日本における株主提案権をめぐる会社法改正の動向について
.PDF | 341kb
投資家ガバナンスへの影響の可能性を分析
近年、日本では株主提案や議決権行使をめぐる制度見直しが進められており、投資家と企業の関係に影響を与える可能性がある会社法改正の議論が続いています。
クライアントアースは、日本の会社法改正に関する現在の議論について整理したブリーフィング資料「Minimum shareholding thresholds(株主提案権に関する最低保有要件等)」を公表しました。本資料では、株主提案権の要件や株主総会における議決権行使のルールの見直しに関する複数の提案を取り上げ、それらが投資家の権利行使や企業統治に与え得る影響を分析しています。
主な分析ポイント
l 株主提案権の大幅な制限(300個要件の廃止・引上げ): 現行の「300個」要件が廃止され「1%以上」に制限された場合、時価総額1兆円超の企業では100億円以上の保有が必要となり、国内外の機関投資家による提案が著しく困難になるおそれがあります。

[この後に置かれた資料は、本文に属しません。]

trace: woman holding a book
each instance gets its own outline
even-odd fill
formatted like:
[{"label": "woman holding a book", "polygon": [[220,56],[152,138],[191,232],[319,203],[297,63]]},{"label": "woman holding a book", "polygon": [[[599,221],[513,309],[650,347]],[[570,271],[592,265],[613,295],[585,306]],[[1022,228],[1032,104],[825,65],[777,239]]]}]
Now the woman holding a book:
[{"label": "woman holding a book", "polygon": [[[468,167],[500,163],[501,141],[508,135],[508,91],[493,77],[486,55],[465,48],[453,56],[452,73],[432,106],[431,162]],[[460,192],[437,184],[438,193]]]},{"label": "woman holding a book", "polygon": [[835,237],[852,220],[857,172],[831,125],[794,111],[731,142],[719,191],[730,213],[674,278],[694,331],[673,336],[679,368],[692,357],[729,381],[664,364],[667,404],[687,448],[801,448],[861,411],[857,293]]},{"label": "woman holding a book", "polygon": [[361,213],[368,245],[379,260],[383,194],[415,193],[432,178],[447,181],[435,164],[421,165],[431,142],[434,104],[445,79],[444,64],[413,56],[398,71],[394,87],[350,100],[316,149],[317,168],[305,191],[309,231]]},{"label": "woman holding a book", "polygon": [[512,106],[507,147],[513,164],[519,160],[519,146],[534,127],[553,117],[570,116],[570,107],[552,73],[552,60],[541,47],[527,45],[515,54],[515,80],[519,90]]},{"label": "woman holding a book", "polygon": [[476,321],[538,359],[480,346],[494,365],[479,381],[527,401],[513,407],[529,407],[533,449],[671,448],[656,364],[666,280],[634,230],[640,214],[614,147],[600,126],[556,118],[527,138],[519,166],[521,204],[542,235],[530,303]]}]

l 株主が議論を行う場としての株主総会の形骸化: 事前投票のみで決議成立を認める制度(議決権事前行使による決議成立制度)の導入案は、総会当日における株主の質問権や修正動議の機会を軽視し、建設的な対話の場を失わせる懸念があります 。
l 不平等な制限の加速: 株主による勧告的決議が認められない現状のまま、業務執行に関する定款変更の提案のみを制限することは、会社側と株主側の不平等をさらに拡大させる可能性があります 。
クライアントアースは、効率化や企業負担の軽減という目的が掲げられる一方で、株主総会が形式化し、投資家によるガバナンス関与が弱まるおそれがある点について懸念を示しています。
本ブリーフィングでは、現在検討されている改正案の内容と、その背景にある課題、そして投資家の権利行使への影響について整理しています。